El sistema de transporte público de Salta atraviesa una nueva situación límite y podría quedar paralizado en toda el área metropolitana si fracasan las negociaciones entre la UTA, las empresas y el Gobierno provincial.

El gremio de los choferes ratificó que iniciará un paro desde la medianoche del 8 de abril si no se abonan los salarios con la actualización acordada a nivel nacional. La advertencia volvió a poner en el centro de la escena una crisis que ya no parece coyuntural, sino estructural.

El principal punto de conflicto es el impacto económico del nuevo acuerdo salarial. Según se informó, la actualización representa un costo extra cercano a los $520 millones mensuales para el sistema, una cifra que las empresas aseguran no poder afrontar de inmediato.

La tensión se agrava por un combo que se repite y empeora: menos pasajeros, costos operativos en alza y ausencia de subsidios nacionales suficientes. En esas condiciones, el transporte salteño funciona cada vez con mayor fragilidad y con una dependencia creciente de los aportes del Estado provincial.
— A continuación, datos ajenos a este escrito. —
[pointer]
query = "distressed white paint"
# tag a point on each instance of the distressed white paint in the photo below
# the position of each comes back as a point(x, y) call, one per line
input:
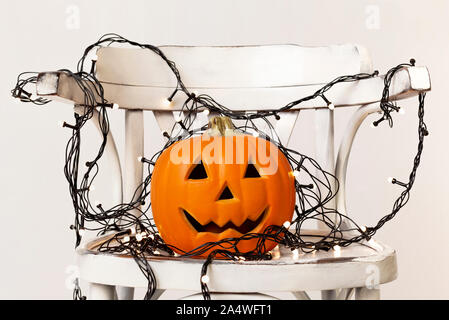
point(243, 78)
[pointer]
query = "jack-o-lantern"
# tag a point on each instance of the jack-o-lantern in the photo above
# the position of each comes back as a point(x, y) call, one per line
point(220, 185)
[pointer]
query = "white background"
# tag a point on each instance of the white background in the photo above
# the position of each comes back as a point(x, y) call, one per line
point(35, 241)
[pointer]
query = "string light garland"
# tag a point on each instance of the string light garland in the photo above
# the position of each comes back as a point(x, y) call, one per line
point(139, 236)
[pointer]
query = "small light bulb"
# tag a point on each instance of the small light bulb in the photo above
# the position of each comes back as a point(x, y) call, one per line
point(205, 279)
point(337, 251)
point(166, 103)
point(295, 254)
point(178, 118)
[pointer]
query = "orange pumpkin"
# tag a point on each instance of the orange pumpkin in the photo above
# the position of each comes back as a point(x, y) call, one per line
point(220, 185)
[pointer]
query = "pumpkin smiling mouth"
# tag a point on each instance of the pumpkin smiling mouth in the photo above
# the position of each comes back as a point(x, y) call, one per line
point(212, 227)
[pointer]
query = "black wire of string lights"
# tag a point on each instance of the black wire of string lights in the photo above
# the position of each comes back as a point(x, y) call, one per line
point(138, 236)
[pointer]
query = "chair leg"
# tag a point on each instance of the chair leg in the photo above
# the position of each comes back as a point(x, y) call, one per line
point(345, 294)
point(101, 292)
point(328, 294)
point(364, 293)
point(124, 293)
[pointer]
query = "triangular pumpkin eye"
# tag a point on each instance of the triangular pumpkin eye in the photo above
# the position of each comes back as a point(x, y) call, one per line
point(251, 171)
point(199, 172)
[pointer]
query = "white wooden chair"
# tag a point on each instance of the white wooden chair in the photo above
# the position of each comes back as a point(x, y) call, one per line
point(256, 78)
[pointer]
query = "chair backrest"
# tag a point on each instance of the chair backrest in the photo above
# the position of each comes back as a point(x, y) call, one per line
point(241, 78)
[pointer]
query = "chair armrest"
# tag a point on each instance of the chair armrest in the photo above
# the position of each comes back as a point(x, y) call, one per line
point(58, 85)
point(411, 81)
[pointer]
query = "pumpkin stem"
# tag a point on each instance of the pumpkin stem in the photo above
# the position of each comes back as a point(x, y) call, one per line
point(221, 124)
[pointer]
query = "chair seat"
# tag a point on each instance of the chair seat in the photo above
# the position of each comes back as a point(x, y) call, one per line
point(351, 267)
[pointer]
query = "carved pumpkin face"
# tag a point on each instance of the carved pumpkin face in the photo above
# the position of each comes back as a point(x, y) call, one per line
point(220, 187)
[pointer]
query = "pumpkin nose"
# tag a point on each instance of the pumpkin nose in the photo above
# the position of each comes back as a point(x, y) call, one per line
point(226, 194)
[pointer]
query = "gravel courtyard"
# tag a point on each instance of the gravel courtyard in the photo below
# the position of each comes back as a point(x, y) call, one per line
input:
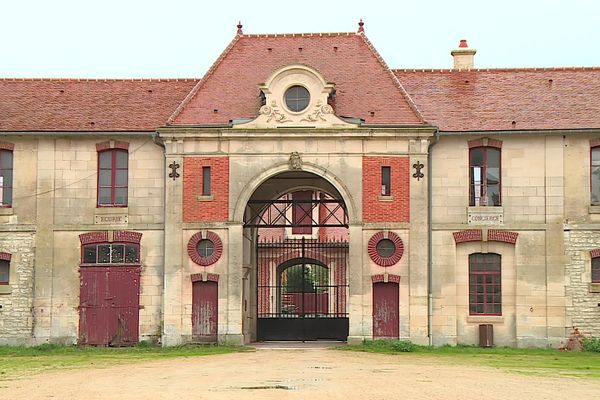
point(296, 373)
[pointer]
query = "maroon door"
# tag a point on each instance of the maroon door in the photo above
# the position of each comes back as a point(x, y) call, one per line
point(204, 311)
point(386, 303)
point(109, 305)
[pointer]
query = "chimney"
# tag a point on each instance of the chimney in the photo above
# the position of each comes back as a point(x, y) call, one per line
point(463, 56)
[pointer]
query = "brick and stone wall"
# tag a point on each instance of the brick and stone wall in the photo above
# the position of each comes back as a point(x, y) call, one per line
point(583, 298)
point(16, 320)
point(393, 208)
point(198, 208)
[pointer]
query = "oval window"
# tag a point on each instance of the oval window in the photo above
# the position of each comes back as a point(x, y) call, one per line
point(297, 98)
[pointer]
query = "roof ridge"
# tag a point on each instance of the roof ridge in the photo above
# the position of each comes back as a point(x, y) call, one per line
point(395, 79)
point(306, 34)
point(98, 79)
point(518, 69)
point(202, 81)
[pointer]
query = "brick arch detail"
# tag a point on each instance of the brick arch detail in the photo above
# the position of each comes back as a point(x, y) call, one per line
point(112, 145)
point(200, 278)
point(7, 146)
point(485, 142)
point(193, 248)
point(118, 236)
point(381, 278)
point(493, 235)
point(385, 261)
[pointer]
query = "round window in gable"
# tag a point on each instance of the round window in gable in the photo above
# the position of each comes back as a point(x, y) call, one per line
point(385, 249)
point(297, 98)
point(205, 248)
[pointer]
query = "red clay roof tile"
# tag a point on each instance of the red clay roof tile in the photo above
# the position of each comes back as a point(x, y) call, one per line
point(487, 100)
point(89, 105)
point(365, 87)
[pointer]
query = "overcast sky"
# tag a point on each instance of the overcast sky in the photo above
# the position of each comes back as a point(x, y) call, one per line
point(182, 38)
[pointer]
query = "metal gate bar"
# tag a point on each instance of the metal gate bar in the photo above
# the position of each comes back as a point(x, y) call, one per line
point(302, 290)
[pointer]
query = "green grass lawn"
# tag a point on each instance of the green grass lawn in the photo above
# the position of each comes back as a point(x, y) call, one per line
point(541, 362)
point(16, 362)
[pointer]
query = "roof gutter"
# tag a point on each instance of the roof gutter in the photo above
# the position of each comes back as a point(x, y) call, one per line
point(78, 133)
point(523, 132)
point(435, 141)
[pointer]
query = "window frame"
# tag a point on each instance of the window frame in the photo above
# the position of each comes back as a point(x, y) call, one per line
point(137, 262)
point(487, 306)
point(113, 178)
point(3, 185)
point(483, 184)
point(206, 181)
point(595, 269)
point(386, 180)
point(592, 149)
point(5, 263)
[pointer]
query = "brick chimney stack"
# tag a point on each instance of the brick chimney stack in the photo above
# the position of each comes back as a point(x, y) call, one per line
point(463, 56)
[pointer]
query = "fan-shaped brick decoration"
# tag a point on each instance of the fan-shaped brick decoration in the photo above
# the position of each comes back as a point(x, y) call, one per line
point(193, 248)
point(394, 257)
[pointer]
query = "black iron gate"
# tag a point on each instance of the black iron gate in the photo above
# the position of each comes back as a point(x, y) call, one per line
point(302, 290)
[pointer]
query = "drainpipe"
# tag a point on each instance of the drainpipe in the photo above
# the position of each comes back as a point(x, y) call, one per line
point(429, 244)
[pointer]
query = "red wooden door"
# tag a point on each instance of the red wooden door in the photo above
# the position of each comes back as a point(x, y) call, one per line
point(204, 311)
point(109, 305)
point(386, 304)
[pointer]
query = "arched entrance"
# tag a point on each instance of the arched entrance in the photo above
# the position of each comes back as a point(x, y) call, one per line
point(299, 228)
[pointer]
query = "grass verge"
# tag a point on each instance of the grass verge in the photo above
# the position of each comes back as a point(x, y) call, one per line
point(16, 362)
point(539, 362)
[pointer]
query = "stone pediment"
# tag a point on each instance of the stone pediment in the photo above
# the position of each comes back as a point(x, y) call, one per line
point(296, 96)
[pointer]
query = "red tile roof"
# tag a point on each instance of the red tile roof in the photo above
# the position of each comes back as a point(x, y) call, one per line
point(455, 100)
point(365, 87)
point(89, 105)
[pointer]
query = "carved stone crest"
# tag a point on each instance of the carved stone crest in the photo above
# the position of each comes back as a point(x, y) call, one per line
point(295, 161)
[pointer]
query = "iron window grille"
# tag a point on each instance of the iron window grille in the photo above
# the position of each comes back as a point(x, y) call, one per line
point(6, 178)
point(111, 253)
point(484, 176)
point(4, 272)
point(206, 180)
point(485, 286)
point(113, 168)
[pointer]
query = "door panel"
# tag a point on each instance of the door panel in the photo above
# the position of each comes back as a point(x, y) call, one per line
point(386, 304)
point(205, 311)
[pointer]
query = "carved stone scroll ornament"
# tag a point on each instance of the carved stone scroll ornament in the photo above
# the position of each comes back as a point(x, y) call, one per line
point(319, 112)
point(295, 161)
point(272, 112)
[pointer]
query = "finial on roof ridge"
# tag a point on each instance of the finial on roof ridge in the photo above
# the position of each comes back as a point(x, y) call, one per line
point(361, 26)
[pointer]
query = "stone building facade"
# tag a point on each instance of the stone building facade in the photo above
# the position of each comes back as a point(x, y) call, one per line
point(417, 205)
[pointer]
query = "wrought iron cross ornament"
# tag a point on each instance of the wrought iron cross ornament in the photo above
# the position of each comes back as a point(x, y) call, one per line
point(418, 167)
point(174, 174)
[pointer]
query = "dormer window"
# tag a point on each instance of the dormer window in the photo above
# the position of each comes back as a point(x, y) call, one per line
point(297, 98)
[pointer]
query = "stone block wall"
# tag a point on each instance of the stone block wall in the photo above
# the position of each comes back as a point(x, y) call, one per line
point(583, 310)
point(16, 319)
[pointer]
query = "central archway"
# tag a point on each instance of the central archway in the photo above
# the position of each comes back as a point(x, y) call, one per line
point(296, 229)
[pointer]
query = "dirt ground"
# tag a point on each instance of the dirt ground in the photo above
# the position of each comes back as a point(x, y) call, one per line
point(297, 373)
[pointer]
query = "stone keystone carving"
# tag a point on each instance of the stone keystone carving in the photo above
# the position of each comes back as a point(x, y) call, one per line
point(295, 161)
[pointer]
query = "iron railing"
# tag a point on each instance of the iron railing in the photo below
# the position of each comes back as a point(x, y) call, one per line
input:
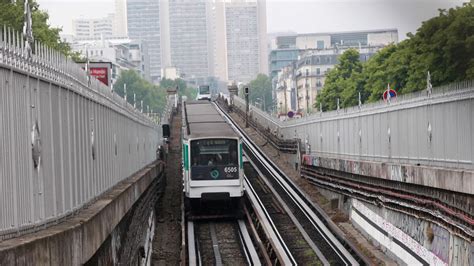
point(65, 138)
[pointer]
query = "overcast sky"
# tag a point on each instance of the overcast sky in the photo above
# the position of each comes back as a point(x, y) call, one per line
point(302, 16)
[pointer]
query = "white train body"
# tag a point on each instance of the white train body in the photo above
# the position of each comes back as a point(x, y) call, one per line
point(212, 154)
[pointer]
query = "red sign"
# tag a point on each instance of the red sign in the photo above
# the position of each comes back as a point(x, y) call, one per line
point(100, 73)
point(393, 94)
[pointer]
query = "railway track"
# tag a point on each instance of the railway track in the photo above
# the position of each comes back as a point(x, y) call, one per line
point(220, 243)
point(321, 234)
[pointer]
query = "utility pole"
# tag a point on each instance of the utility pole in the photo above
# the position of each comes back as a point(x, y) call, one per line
point(246, 92)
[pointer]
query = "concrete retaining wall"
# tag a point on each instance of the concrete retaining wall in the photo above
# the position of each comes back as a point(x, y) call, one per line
point(409, 240)
point(76, 240)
Hoy el sistema se sostiene, en buena parte, con subsidios. Cerca del 60% de su financiamiento proviene de la Provincia, mientras que el resto depende de la recaudación del boleto. Ese esquema muestra hasta qué punto el servicio dejó de ser autosustentable.

Al mismo tiempo, el aumento del pasaje, que llegará a $1.450, suma una presión cada vez mayor sobre los usuarios. Es decir, mientras las empresas dicen no poder pagar y los choferes reclaman por sus salarios, el ciudadano común queda atrapado entre un boleto más caro y la amenaza permanente de quedarse sin servicio.

El nuevo esquema salarial eleva los ingresos de los choferes a valores que rondarían los $1.950.000 sin antigüedad. El dato confirma que el conflicto no puede reducirse a una pelea aislada entre empresa y gremio. Lo que está en discusión es la viabilidad completa de un modelo de transporte que acumula distorsiones, subsidios, aumentos y una calidad de servicio que muchas veces no acompaña el esfuerzo que hacen los usuarios.

Desde la empresa sostienen que no existe una negativa a pagar, sino una imposibilidad material de absorber de inmediato el incremento. Del lado sindical, en cambio, denuncian falta de diálogo y ausencia de respuestas concretas por parte de las autoridades y los operadores del sistema.

Mientras tanto, el Gobierno provincial intenta evitar una paralización que tendría un fuerte impacto sobre miles de trabajadores, estudiantes y familias del área metropolitana. Las próximas horas serán decisivas para saber si se alcanza un acuerdo o si Salta vuelve a padecer un paro que desnuda las debilidades de uno de los servicios más sensibles de la vida cotidiana.